Side effects also are common in other types of prescribed contraceptives and can affect compliance. A 2009 study of 399 deployed military women in Iraq conducted by Nielsen and his colleagues underscored the challenges that women who use contraception in theater may face.
Among those who reported irregular bleeding, it was more common among soldiers using hormonal contraception than those not using a contraceptive method (54/172 vs. 29/218). However, among those women using hormonal contraception, 16% (27/172) reported forgetting to take pills or replace patches. Irregular bleeding was most common among depo-medroxyprogesterone acetate users, with 52% (14/27) reporting this problem.
In addition, “of the 35 soldiers using the Ortho Evra contraceptive patch, 15 (43%) had patches fall off under these conditions and climate, resulting in 9 of the users abandoning this method for another option. A total of 44% (172/392) of women used hormonal methods during deployment and 42% (30/172) of these women changed their form of contraception because of unavailability of their contraceptive method.”
The authors noted that the high rates of irregular bleeding from continuous oral contraceptive pills and the patch “may have been attributable to missed pills and/or patches falling off, as well as a consequence of continuous OCP use.”
Nielsen and his colleagues reported in the study that predeployment counseling about contraception and menstrual-cycle control was lacking for deploying women and emphasized the need to include it in predeployment screening.

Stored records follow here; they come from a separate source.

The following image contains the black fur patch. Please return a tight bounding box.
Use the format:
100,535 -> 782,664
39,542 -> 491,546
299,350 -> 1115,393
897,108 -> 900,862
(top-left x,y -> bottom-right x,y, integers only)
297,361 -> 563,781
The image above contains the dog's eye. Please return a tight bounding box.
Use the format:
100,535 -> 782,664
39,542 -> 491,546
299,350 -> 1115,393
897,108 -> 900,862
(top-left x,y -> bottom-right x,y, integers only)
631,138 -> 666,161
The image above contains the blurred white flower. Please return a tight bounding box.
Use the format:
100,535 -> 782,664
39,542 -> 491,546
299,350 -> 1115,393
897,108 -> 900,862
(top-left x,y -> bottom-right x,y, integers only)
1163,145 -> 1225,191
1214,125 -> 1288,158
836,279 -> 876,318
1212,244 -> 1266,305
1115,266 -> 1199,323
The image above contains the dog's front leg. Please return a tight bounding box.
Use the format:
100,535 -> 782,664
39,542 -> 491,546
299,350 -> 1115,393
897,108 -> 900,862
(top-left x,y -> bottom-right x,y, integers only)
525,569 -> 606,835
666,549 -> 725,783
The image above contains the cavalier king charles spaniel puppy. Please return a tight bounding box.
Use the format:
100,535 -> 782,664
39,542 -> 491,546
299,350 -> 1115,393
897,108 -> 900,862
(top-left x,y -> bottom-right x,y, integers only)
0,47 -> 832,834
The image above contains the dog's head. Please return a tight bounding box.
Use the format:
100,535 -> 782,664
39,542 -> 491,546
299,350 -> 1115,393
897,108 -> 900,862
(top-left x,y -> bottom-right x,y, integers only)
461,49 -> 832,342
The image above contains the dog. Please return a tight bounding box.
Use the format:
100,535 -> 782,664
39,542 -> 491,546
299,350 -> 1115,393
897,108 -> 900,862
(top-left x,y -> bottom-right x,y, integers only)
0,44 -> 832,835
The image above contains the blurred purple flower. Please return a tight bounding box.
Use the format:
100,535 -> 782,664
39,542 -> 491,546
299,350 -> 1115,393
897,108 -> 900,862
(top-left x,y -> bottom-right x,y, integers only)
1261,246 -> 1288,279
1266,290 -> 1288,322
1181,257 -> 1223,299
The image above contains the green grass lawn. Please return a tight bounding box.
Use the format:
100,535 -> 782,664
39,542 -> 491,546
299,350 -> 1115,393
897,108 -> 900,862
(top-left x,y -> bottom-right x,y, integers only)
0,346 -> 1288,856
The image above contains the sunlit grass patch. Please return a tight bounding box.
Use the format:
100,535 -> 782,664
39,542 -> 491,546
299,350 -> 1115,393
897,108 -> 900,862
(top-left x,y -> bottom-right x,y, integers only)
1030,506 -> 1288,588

“Only one-third of the servicewomen surveyed received information on these issues. Of these women who were counseled, only 13.5% were given several options for menstrual cycle control. It is clear that, as part of the predeployment counseling, providers should be prepared and well-versed in explaining the variety of realistic expectations of potential side effects from from all methods of contraception/menstrual cycle control,” they wrote.
Women in the military also have to face the realities of what birth-control options are possible during deployment, Nielsen pointed out.
“Some are not practical to keep in theater. Some of them [e.g. once-a-month birth control devices] require refrigeration and there are places where there are not refrigerators or electricity available,” he said.